November Financing Market & Trading Desk Commentary
By Scott Taccati
Continued improvement has occurred with overall yields in October, and FINALLY spreads for HUD multifamily product has finally begun to tighten after 4 + months of widening. As of this writing spreads have tightened up almost 30 basis points over the last two weeks of October! We are presently at rate levels experienced in mid-August for HUD deals, being priced in the 4.25% to 4.375% range. A nice improvement from the 4.50% to 4.65% range experience last month. The spreads are still much higher than they were just a few months ago, however who knows if they will ever reach those levels again when rate expectations are nothing but up.
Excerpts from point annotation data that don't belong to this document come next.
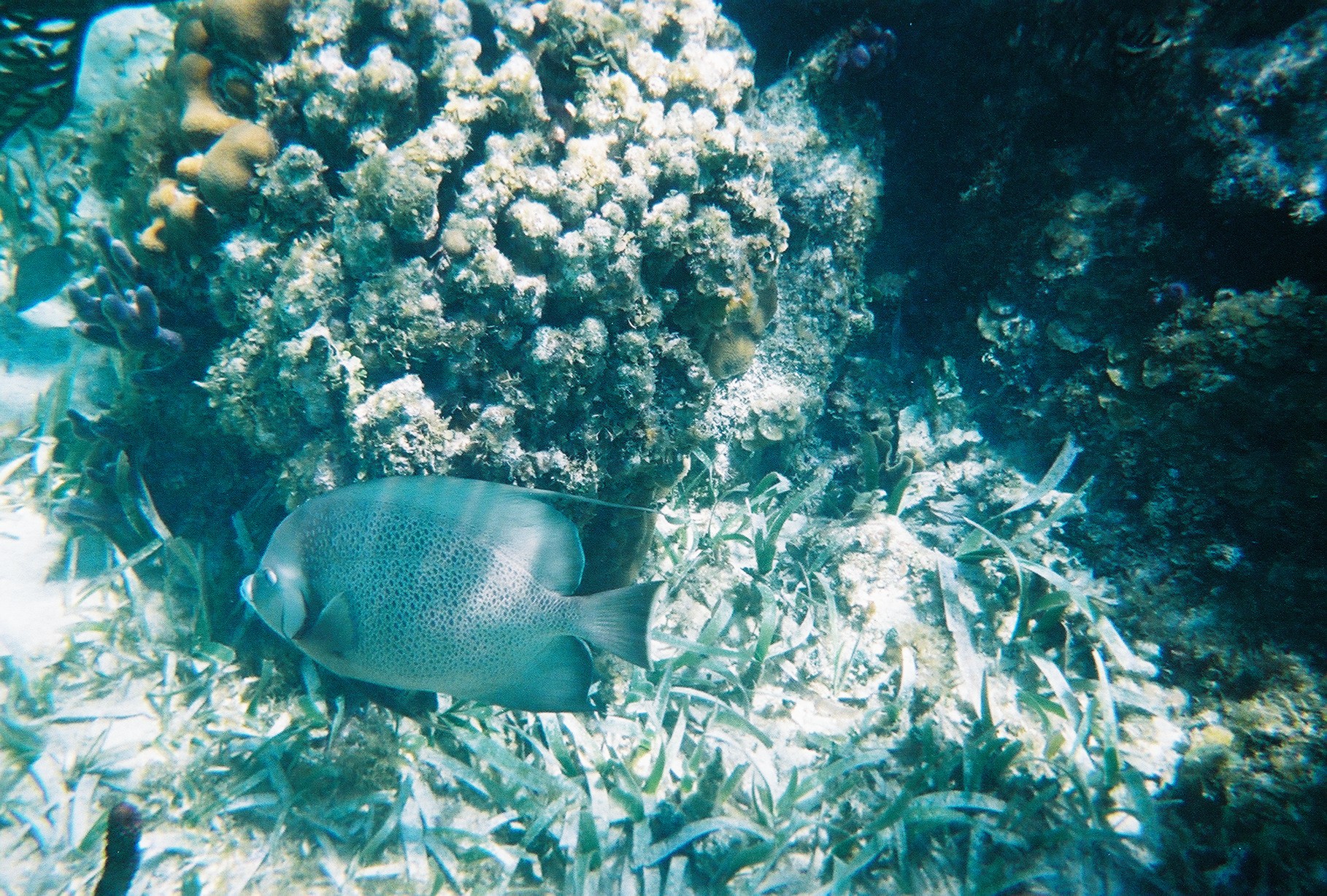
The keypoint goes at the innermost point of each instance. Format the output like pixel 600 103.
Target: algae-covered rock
pixel 528 241
pixel 554 239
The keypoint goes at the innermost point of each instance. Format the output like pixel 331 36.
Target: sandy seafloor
pixel 243 793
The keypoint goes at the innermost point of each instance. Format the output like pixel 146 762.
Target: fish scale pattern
pixel 430 606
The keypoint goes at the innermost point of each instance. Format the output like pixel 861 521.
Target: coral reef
pixel 210 81
pixel 540 255
pixel 1270 118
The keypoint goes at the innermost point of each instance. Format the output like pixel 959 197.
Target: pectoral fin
pixel 334 631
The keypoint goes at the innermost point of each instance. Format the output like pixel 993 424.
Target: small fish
pixel 42 275
pixel 457 586
pixel 40 51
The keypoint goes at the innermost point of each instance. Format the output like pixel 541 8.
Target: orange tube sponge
pixel 204 120
pixel 228 166
pixel 181 220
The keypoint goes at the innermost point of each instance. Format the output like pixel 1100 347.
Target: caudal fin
pixel 619 620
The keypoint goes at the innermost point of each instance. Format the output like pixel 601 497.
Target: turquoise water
pixel 955 368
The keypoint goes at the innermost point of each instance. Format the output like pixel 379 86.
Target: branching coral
pixel 542 257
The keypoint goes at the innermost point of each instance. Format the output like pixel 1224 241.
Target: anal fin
pixel 556 681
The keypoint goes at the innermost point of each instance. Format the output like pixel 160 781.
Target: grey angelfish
pixel 457 586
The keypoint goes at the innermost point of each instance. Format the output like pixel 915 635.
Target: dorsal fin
pixel 510 520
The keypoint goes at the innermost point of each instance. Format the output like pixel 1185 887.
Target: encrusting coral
pixel 531 259
pixel 543 257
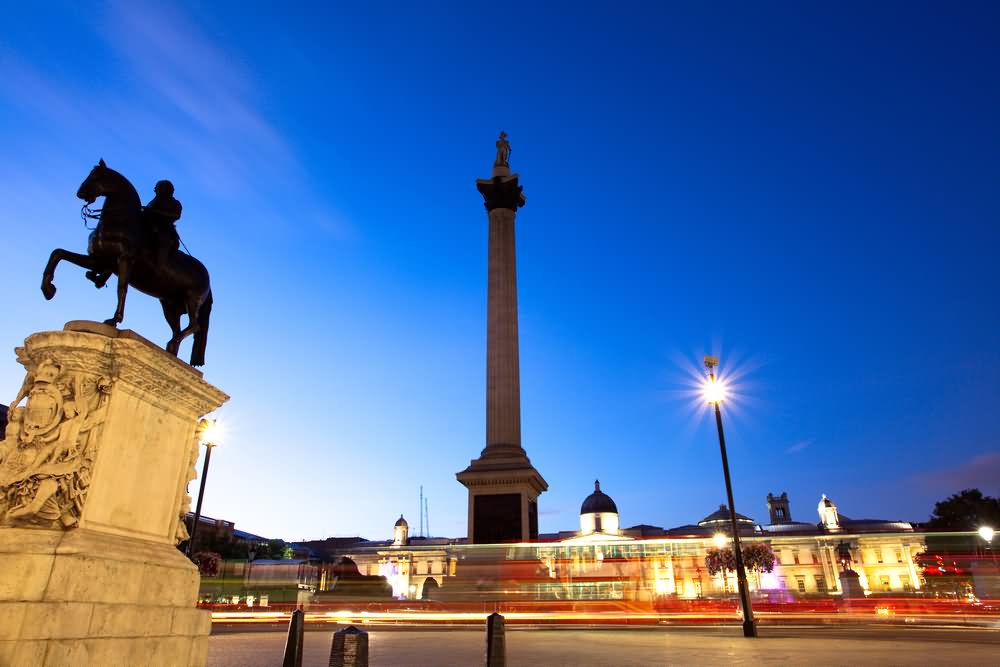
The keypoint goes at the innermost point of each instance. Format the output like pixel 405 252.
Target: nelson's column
pixel 503 485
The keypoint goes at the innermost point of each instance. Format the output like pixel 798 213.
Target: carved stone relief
pixel 51 445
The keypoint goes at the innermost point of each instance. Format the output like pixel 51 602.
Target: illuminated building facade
pixel 602 561
pixel 413 568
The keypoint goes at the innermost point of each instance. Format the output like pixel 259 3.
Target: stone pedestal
pixel 93 490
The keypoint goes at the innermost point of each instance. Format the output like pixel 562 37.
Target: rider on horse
pixel 162 213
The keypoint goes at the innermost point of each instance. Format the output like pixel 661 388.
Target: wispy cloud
pixel 798 446
pixel 182 105
pixel 982 471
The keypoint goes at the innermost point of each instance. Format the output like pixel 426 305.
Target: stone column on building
pixel 503 484
pixel 94 472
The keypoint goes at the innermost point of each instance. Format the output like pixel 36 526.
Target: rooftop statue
pixel 140 245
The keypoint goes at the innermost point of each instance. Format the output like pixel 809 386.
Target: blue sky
pixel 810 192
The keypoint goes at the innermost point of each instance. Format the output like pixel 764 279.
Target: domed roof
pixel 598 502
pixel 721 516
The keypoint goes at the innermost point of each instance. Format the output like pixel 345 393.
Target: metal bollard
pixel 350 648
pixel 293 644
pixel 496 646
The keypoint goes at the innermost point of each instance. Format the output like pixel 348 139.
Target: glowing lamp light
pixel 714 391
pixel 210 431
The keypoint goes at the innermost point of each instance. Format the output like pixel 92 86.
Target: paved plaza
pixel 713 647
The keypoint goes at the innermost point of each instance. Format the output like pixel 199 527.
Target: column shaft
pixel 503 384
As for the general level of interest rates, the FED has continued to express its intention to purchase single family MBS securities and Treasuries into next year at $85 billion per month. The continued need for easy monetary policy is still on the horizon for some time to come until consistent data points to economic growth and acceptable employment levels. Tapering will in fact occur, but not this year! The GNMA trading desk has seen very anemic activity with fewer deals coming to the market for investors to bid on. For instance, in October of last year through October 30th, 2012, there were 213 loans priced at an average interest rate in the mid to upper 2% range. This October is just over 12.5% of that total with only 29 loans delivered to the market at rates approximately 175 to 200 basis points higher than one year ago. Of course, this anemic activity is due to HUD commitment authority running out in August, the government shutdown, and the overall rise in interest rates. GNMA bids have been inconsistent, but the overall near-term direction appears to be flat or lower.
Agency financing for 10-year money is in the upper 4% range for maximum leverage of 80%. Life company financing is in the 4.5% range for 10 years, however leverage ranges from 65% to 75%. HUD financing fixed for 35 years with MIP will be in the upper 4% range priced today. Life company financing has generated significant market share over the last two quarters due to comparison rate levels for alternative financing. Please note that the life company box is generally very specific as it relates to market, class of property, location and lower LTV ratios.
Please remember Trillium facilitates financing for all property types, representing a number of lenders. We will not be outbid on any financing deal!
10 Year Treasury:
Low 2.48 High 2.76
30 Year Treasury:
Low 3.57 High 3.79
HUD Multifamily Est:
Low 4.25 High 4.50
TCR is pleased to announce the successful commitment obtained from HUD for $5.5 million on a Class B grade apartment project located in Macon, Georgia. It is expected to close by year end and will be rate locked in the lower 4% range.